夕刻になって目覚めたとき、魔術士は部屋には居なかった。
ギシギシ軋む体を気怠げに起こす。
一体、何日……いや何週間経ったのだろうか。
連日連夜、抱かれて日付けの感覚が無い。
ベッドの端に座った。
ぼんやりと両腕を見つめる。
サシャの両腕、臍の周り、鎖骨から肩先にかけて、トライバルな紋様のタトゥーが刻まれていた。

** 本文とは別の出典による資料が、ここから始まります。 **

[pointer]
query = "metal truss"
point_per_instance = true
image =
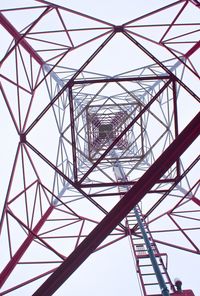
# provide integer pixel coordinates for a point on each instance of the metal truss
(76, 89)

絡まるツタや華の花弁のようなソレは、民族的で美しかった。
初めて抱かれた満月の夜、屋敷に連れ帰られて、魔術士の手によって刻まれたものだ。
この呪いのせいで魔術士を傷付けることはできないし、魔術士の許可がなければ、屋敷の外へ出ることもできない。
───それに、自分の命を絶つこともできない。
誇り高き狼の血族であったサシャが力を失い、陵辱されたことで自殺してしまわないようにと。
自分の命すら、自由にできなかった。
どれだけ抱かれようとも、愛を囁かれようとも、サシャはクラウスの愛を拒み続けた。
陰鬱とした気持ちでベッドに横たわっていると、扉が開いた。
寝室に入ってきた魔術士をサシャは気怠げに見上げた。
クラウスはサシャに微笑みかけて歩み寄り、その唇にキスをした。
「おはよう、サシャ。とは言っても、もう夕刻だけどね」
クラウスはいつでも嬉しそうにサシャに微笑む。
こんな不毛な毎日で何がそんなに嬉しいのか、サシャには理解できなかった。
「さあ。これを着て。」
クラウスは黒に金糸の刺繍の入った長衣をサシャに渡した。
「……」
サシャは無言で長衣に袖を通した。
サシャを立たせて、クラウスは前を合わせて金のサシェ(腰紐)を巻いた。
サシャの象牙の肌を引き立たせる黒に、瞳の色に合わせた金色。
自分の見立てにうっとりとして、再びサシャに口付けた。
今度は深く、舌を絡めて。
「ん、は……ぁ」
たっぷりと唾液を飲ませ、唇を解放して、魔術士は告げた。